Likelihood-Based EWMA Charts for Monitoring Poisson Count Data With Time-Varying Sample Sizes
成果类型:
Article
署名作者:
Zhou, Qin; Zou, Changliang; Wang, Zhaojun; Jiang, Wei
署名单位:
Jiangsu Normal University; Nankai University; Nankai University; Shanghai Jiao Tong University
刊物名称:
JOURNAL OF THE AMERICAN STATISTICAL ASSOCIATION
ISSN/ISSBN:
0162-1459
DOI:
10.1080/01621459.2012.682811
发表日期:
2012
页码:
1049-1062
关键词:
surveillance
changepoint
performance
摘要:
Many applications involve monitoring incidence rates of the Poisson distribution when the sample size varies over time. Recently, a couple of cumulative sum and exponentially weighted moving average (EWMA) control charts have been proposed to tackle this problem by taking the varying sample size into consideration. However, we argue that some of these charts, which perform quite well in terms of average run length (ARL), may not be appealing in practice because they have rather unsatisfactory run length distributions. With some charts, the specified in-control (IC) ARL is attained with elevated probabilities of very short and very long runs, as compared with a geometric distribution. This is reflected in a larger run length standard deviation than that of a geometric distribution and an elevated probability of false alarms with short runs, which, in turn, hurt an operator's confidence in valid alarms. Furthermore, with many charts, the IC ARL exhibits considerable variations with different patterns of sample sizes.

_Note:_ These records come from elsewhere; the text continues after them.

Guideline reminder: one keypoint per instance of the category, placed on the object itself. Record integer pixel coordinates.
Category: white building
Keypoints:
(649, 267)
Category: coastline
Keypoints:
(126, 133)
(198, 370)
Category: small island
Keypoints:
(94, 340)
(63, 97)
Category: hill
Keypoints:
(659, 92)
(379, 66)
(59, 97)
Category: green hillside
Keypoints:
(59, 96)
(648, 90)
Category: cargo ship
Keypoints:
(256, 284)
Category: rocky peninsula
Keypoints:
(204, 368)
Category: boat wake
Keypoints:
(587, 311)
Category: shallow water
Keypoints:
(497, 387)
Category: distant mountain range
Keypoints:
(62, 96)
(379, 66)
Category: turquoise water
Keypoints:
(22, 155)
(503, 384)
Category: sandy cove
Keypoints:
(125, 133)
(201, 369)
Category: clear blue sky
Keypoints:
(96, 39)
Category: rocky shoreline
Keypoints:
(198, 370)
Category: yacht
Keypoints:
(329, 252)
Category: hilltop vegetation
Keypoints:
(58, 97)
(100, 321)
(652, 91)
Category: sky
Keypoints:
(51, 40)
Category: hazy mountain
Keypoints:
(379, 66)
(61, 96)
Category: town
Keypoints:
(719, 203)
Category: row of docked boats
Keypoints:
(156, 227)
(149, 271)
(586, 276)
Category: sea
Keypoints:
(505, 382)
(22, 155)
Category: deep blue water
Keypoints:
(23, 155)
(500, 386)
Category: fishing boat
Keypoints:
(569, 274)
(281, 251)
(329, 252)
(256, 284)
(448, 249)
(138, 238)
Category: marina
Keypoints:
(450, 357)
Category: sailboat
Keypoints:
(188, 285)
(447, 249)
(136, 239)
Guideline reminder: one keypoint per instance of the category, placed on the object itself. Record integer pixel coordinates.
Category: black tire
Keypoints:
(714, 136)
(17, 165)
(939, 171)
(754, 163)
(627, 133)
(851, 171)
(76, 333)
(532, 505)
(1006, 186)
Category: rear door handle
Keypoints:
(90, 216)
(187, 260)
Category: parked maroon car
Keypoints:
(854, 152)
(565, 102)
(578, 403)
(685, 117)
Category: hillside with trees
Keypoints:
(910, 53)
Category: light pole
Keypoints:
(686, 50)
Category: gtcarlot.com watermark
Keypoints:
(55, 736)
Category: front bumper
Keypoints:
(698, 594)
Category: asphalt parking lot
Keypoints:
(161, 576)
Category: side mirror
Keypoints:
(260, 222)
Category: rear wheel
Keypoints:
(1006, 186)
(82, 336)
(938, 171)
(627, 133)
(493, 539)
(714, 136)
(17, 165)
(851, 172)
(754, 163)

Under the framework of weighted likelihood ratio test, this article suggests a new EWMA control chart which automatically integrates the varying sample sizes with the EWMA scheme. It is fast to compute, easy to construct, and quite efficient in detecting changes of Poisson rates. Two important features of the proposed method are that the IC run length distribution is similar to that of a geometric distribution and the IC ARL is robust to various patterns of sample size variation. Our simulation results show that the proposed chart is generally more effective and robust compared with existing EWMA charts. A health surveillance example based on mortality data from New Mexico is used to illustrate the implementation of the proposed method. This article has online supplementary materials.